Jeff Hullibarger and his wife, Linda Hullibarger, who live in Temperance, Michigan, said they had met with Father LaCuesta well before the funeral, going over in detail what they expected in the homily to be delivered by their pastor at Our Lady of Mount Carmel Catholic Church in Temperance, even watching the priest take notes in their meeting.

“We wanted him to celebrate how Maison lived, not how he died,” Maison’s mother said.

Bait and Switch

Now that I’ve read LaCuesta’s sermon, I have to say: He didn’t follow the parents’ wishes. He doesn’t even seem to have made an effort to. But based on their meeting, the parents apparently had every reason to think that he’d agreed to do so. So they felt deceived, betrayed, and ambushed. That, and not misguided acting out, misdirected grief, is why they complained to LaCuesta’s bishop. I was wrong to imply otherwise.
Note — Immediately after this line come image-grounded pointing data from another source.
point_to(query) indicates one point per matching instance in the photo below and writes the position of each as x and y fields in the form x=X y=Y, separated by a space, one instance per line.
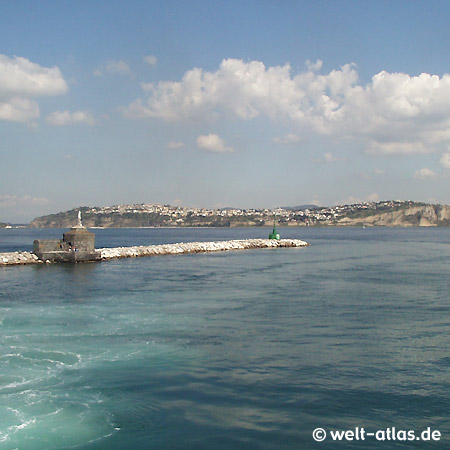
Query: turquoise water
x=235 y=350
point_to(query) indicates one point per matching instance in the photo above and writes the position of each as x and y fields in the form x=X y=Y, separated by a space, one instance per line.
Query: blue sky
x=212 y=104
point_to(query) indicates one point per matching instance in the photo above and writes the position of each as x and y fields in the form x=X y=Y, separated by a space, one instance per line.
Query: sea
x=258 y=349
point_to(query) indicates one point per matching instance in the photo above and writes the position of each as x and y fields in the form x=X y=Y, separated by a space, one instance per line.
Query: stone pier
x=18 y=258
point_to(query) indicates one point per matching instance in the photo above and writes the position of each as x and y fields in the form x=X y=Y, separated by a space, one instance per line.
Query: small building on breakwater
x=77 y=245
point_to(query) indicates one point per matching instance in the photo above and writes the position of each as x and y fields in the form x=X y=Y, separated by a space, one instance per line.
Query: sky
x=237 y=103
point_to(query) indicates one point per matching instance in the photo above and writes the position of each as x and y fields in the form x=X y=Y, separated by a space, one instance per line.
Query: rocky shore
x=17 y=258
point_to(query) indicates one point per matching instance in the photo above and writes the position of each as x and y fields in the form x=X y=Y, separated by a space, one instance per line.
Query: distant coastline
x=394 y=213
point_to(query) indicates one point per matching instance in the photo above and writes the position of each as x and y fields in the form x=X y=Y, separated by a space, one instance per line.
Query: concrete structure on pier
x=77 y=245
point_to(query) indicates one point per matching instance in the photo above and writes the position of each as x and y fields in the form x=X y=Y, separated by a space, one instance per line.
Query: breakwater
x=17 y=258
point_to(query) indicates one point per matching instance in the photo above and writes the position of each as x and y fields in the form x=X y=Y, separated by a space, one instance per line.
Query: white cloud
x=290 y=138
x=328 y=157
x=20 y=82
x=397 y=148
x=424 y=174
x=173 y=145
x=445 y=160
x=62 y=118
x=314 y=66
x=9 y=201
x=113 y=67
x=395 y=113
x=150 y=59
x=374 y=197
x=213 y=143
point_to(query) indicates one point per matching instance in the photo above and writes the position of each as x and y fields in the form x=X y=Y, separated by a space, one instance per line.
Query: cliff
x=413 y=216
x=385 y=213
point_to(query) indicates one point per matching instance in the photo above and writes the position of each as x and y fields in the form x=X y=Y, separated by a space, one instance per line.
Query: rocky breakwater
x=197 y=247
x=18 y=258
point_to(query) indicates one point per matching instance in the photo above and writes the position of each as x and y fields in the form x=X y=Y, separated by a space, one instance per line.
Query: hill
x=386 y=213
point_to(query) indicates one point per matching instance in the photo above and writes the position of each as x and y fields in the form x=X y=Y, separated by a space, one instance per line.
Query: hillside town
x=157 y=215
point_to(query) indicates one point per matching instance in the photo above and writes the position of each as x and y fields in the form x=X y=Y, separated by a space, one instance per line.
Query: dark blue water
x=234 y=350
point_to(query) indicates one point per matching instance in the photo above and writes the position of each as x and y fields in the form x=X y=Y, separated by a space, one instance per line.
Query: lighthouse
x=274 y=234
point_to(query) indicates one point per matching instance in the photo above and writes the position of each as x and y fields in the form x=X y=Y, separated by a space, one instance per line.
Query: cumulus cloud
x=374 y=197
x=113 y=67
x=173 y=145
x=290 y=138
x=150 y=59
x=445 y=160
x=62 y=118
x=395 y=113
x=424 y=174
x=213 y=143
x=21 y=81
x=7 y=200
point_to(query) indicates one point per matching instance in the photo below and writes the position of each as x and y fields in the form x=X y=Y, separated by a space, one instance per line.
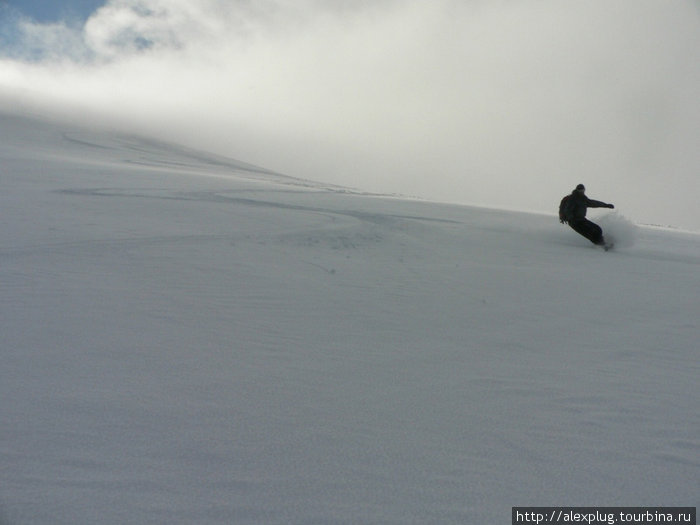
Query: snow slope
x=187 y=339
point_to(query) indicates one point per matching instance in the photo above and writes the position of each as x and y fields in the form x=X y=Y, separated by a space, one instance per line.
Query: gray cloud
x=504 y=104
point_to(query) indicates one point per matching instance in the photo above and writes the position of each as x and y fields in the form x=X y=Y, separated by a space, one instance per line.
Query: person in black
x=572 y=211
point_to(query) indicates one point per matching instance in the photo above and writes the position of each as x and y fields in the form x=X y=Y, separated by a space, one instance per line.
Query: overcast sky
x=490 y=102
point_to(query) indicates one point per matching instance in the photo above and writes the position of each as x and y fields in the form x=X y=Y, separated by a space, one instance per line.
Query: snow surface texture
x=187 y=339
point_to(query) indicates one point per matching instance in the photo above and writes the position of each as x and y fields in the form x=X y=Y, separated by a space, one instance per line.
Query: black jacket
x=573 y=207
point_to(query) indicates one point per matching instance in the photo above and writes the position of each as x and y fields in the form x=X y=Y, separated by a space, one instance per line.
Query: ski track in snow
x=190 y=339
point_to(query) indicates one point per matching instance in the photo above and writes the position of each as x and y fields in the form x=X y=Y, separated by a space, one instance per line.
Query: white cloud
x=497 y=103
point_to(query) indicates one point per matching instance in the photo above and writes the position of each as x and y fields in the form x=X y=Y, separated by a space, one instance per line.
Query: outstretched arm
x=598 y=204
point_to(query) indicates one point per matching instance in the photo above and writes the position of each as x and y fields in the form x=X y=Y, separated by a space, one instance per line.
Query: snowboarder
x=572 y=211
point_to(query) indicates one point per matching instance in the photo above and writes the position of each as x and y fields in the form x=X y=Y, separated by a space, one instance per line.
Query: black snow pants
x=589 y=230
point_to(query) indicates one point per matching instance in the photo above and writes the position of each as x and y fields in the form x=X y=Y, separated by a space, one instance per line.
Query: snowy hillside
x=187 y=339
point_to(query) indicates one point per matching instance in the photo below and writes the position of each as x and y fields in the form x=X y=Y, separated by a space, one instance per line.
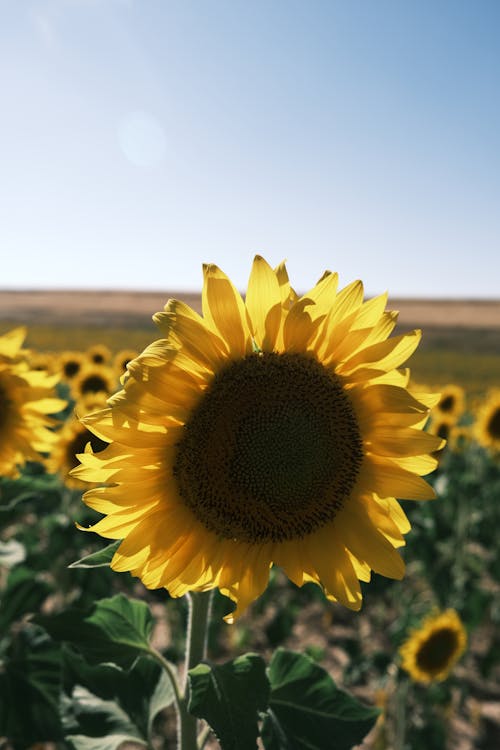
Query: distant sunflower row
x=460 y=423
x=95 y=370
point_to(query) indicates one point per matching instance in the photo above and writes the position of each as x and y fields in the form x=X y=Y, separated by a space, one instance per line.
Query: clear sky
x=140 y=138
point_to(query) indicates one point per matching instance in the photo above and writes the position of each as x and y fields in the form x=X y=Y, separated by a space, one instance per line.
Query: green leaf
x=115 y=630
x=29 y=689
x=103 y=703
x=229 y=697
x=100 y=559
x=24 y=593
x=99 y=720
x=307 y=711
x=11 y=553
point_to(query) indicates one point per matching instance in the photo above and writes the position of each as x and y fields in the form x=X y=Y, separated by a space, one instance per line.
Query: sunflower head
x=99 y=354
x=121 y=360
x=275 y=430
x=431 y=651
x=487 y=428
x=26 y=400
x=70 y=364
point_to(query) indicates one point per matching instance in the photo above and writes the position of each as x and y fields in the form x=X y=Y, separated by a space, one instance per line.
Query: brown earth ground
x=114 y=307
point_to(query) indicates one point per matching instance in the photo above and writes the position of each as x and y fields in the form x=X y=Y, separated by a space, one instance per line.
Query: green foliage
x=103 y=705
x=100 y=559
x=307 y=711
x=229 y=697
x=29 y=688
x=24 y=592
x=116 y=630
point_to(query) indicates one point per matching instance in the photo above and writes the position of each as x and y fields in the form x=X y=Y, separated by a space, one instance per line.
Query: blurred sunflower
x=42 y=361
x=26 y=400
x=73 y=439
x=276 y=430
x=121 y=360
x=70 y=364
x=99 y=354
x=93 y=379
x=432 y=650
x=451 y=403
x=487 y=428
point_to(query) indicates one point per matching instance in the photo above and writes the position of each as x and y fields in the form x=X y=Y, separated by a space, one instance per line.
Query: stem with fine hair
x=200 y=605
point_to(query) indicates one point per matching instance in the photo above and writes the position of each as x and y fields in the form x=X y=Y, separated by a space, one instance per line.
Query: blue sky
x=141 y=138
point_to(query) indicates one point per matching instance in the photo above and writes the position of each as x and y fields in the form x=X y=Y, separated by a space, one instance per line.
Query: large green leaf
x=114 y=630
x=229 y=697
x=101 y=723
x=24 y=592
x=105 y=704
x=307 y=711
x=100 y=559
x=29 y=689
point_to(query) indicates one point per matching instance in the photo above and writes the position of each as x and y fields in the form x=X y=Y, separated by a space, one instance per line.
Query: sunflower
x=121 y=360
x=26 y=400
x=487 y=427
x=432 y=650
x=73 y=439
x=451 y=403
x=70 y=364
x=99 y=354
x=42 y=361
x=276 y=430
x=93 y=379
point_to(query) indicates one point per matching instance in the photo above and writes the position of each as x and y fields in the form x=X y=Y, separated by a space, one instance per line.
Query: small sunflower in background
x=72 y=439
x=451 y=404
x=432 y=650
x=42 y=362
x=70 y=364
x=121 y=360
x=26 y=400
x=272 y=430
x=487 y=426
x=99 y=354
x=93 y=379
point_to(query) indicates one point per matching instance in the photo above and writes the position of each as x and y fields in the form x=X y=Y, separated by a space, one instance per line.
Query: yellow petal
x=225 y=311
x=264 y=304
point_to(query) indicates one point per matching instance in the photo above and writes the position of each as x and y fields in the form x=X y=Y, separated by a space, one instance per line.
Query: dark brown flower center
x=94 y=384
x=272 y=450
x=77 y=445
x=447 y=404
x=435 y=653
x=494 y=424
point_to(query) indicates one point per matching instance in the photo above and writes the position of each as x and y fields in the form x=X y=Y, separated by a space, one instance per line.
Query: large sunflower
x=26 y=400
x=432 y=650
x=276 y=430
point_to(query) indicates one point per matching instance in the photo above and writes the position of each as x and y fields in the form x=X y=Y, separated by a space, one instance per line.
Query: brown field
x=461 y=338
x=114 y=307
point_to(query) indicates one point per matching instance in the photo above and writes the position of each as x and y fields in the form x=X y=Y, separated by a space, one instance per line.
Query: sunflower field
x=239 y=476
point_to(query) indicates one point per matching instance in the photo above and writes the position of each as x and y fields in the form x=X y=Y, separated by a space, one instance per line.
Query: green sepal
x=230 y=697
x=100 y=559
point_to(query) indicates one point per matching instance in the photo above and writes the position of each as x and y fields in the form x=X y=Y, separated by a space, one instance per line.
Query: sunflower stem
x=200 y=605
x=401 y=710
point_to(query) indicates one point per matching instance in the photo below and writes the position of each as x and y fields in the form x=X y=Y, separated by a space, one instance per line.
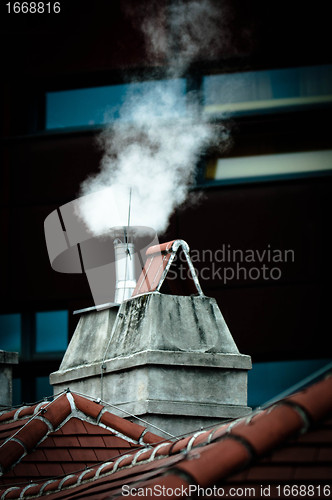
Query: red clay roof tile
x=56 y=413
x=263 y=432
x=88 y=407
x=32 y=433
x=11 y=452
x=206 y=463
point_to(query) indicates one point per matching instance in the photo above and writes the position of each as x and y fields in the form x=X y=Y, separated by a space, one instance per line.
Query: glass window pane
x=269 y=91
x=269 y=167
x=43 y=388
x=17 y=391
x=51 y=331
x=101 y=105
x=10 y=332
x=268 y=380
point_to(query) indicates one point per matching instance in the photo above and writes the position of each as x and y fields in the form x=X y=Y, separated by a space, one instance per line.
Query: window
x=41 y=338
x=95 y=106
x=268 y=380
x=256 y=92
x=10 y=332
x=268 y=167
x=51 y=331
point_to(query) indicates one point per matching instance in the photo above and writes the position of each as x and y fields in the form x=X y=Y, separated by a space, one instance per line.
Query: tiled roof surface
x=63 y=437
x=290 y=442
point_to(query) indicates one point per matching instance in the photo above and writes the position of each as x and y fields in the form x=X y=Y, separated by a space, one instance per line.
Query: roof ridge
x=227 y=448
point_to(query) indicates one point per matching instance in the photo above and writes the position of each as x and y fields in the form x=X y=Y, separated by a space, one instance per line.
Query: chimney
x=166 y=357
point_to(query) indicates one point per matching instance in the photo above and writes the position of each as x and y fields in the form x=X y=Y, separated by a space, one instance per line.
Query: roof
x=289 y=442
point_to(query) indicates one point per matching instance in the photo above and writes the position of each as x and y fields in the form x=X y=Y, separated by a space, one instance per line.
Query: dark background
x=95 y=43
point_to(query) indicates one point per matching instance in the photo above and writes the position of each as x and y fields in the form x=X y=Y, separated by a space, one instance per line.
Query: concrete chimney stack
x=169 y=359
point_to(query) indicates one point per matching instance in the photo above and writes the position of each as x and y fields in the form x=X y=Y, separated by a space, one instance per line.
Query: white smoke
x=153 y=150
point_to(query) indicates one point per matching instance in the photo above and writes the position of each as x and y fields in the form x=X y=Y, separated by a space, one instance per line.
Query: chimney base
x=166 y=359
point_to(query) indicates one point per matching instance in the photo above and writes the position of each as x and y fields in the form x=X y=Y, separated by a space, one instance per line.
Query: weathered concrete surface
x=167 y=358
x=7 y=360
x=90 y=339
x=171 y=322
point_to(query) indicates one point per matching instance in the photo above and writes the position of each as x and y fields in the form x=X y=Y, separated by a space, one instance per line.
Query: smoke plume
x=153 y=149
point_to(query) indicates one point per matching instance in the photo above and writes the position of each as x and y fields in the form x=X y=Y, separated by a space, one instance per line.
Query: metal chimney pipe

Here’s a news report where the parents tell their story:


The sermon is theologically orthodox enough, and doesn’t (as USA TODAY strongly implied) suggest that Maison was damned. But it is focused almost entirely on suicide. That is what the parents explicitly asked the priest not to discuss. It makes no mention of Maison’s life and achievements, which they’d requested be the theme. It doesn’t even recommend to teens present in the congregation the mental health resources available for those facing depression. In context, the homily must have come across to the parents as theological grandstanding — at the worst possible occasion.

This Wasn’t a Stand for Orthodoxy

Apparently, LaCuesta took notes during their hour-long meeting. There’s no record of him challenging the parents, or insisting that he simply must address suicide as the elephant in the room. He would have been within his rights as a priest to say, “I’m sorry. I’d like to respect your wishes. But I can’t let you write my sermon for me.” Given that he intended to disrespect their wishes, LaCuesta had a grave moral obligation to say so right then and there. Instead, he apparently deceived these grieving, wounded parents.

If the priest felt that in good conscience he couldn’t leave suicide unmentioned, he should have said so at the meeting. Given that he didn’t, he shouldn’t have delivered that sermon, or anything like it.

He Could Have Said “No.”

Had LaCuesta been forthright the parents could have (and probably would have) gone to another parish. They would have been within their rights. If the priest felt that in good conscience he couldn’t leave suicide unmentioned, he should have said so at the meeting. Given that he didn’t, he shouldn’t have delivered that sermon, or anything like it. The parents were justified in their anger, and I’m sorry that my story implied otherwise.

The Archdiocese of Detroit will have to weigh carefully whether this was a case of deceit, grave disrespect and outright cruelty on Rev. LaCuesta’s part. That will factor into its decision on whether he’s suited (or can be re-trained and made suited) to parish ministry.

I apologize for relying on hypotheticals to lump this story in with the real phenomenon of orthodox priests being unjustly maligned for insisting on unpopular Church teachings. That doesn’t seem to be what happened here at all.